Event goers were gifted with a sample pack, which included a 190mm x 15mm board, a coffee table book and contact information. The launch night allowed for people to get an up close and personal look of the new floor.

Boyd, from Oslek gave an informative presentation using its brush machine which allowed many to get an inside look at how Oslek can provide several colour options.

Australian Oak engineered flooring, co-produced by ASH, was launched as stunning, world class engineered flooring with an Australian twist and is also available in two appearance grades – select and feature grade.

The top we

ar layer of Australian Oak engineered flooring is developed from a trusted, regrowth hardwood species which is PEFC certified and grown in Australia. The plywood is plantation grown hardwood. This innovative new board allows users to match it with any number of the company’s stair, window, door, joinery, decking, cladding and furniture products to create a continuous flow of design from inside to out.

Australian Oak flooring is available in 190mm x 15mm and 160mm x 15mm boards.



Dexpress…another genius in the Haymes family

Fifteen years ago David Haymes enlisted Ross Staley, an industry leader in waterborne timber coatings, to formulate a two coat, long lasting water-based finish which was easy to apply, great to look at, and long lasting. It was then that Dexpress was born and has been a Hayme’s hero wood-care favourite ever since.

Today Ross Stanley’s benchmark formula continues to perform to high standards, reiterating that Haymes has a very special timber finish, particularly when it comes to dense Australian hardwoods.

While Haymes has built its reputation on developing and making premium products and Dexpress has earned its reputation as a versatile exterior timber finish, it also remains a Haymes’ go-to product with its independent retail partners, professional applicators, as well the discerning home owner.

Dexpress is suitable for use on: decking, weatherboards, composite cladding, outdoor furniture, fences, screens, doors and window frames. Available in Natural, Merbau and tintable to Dexpress is also available in 34 modern and traditional colours from only two bases.


Simply Woodcare RAPID PREP one-step cleaner

Today consumers are making more informed choices when choosing timber for DIY projects.
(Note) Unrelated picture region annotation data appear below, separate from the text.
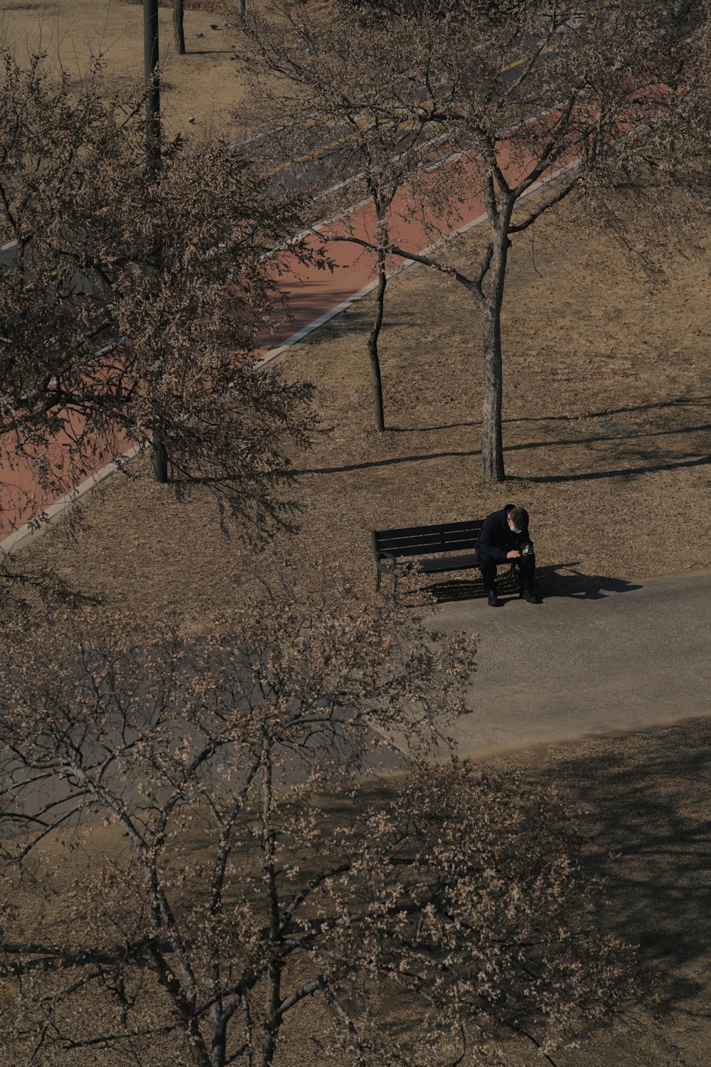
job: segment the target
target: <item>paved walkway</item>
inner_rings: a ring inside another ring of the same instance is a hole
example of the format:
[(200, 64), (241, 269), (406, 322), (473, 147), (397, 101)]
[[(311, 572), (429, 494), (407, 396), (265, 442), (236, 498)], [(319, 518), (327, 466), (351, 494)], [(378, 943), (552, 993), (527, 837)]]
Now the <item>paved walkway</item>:
[(711, 572), (565, 582), (542, 605), (514, 593), (437, 609), (443, 631), (480, 634), (462, 755), (711, 713)]

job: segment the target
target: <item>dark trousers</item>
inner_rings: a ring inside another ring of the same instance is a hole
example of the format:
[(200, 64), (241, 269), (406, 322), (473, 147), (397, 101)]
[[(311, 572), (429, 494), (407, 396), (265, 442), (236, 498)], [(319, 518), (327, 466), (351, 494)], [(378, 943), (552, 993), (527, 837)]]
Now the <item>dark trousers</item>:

It seems Australian hardwoods are being used more often, over rain forest equivalents, and dense species like Spotted Gum and Iron Bark are very hard to penetrate causing many challenges for coatings to adhere to.

Haymes recently released a one-step cleaner formulated especially for these timbers.

Most consumers want to coat these timbers immediately and have been disappointed in the past when they realise the timber has to first weather for several months, according to Haymes. Currently there are several products on the market that will do this job; however they involve a two-step process involving two cleaners, which can be expensive and also hard to sell, Haymes recently reported.

Haymes has introduced a one-step cleaner, RAPID PREP, for new or unweathered timber to remove surface tannins, extractives and possible mill glaze which inhibit penetration and adhesion of a timber finish.

The easy to use, one-step cleaner is the answer for both retailer and consumer when they need the deck ready for that special occasion…. next week!

Simply Woodcare RAPID PREP is available in 300 grams and 900 grams at most independent hardware stores and paint specialist retailers.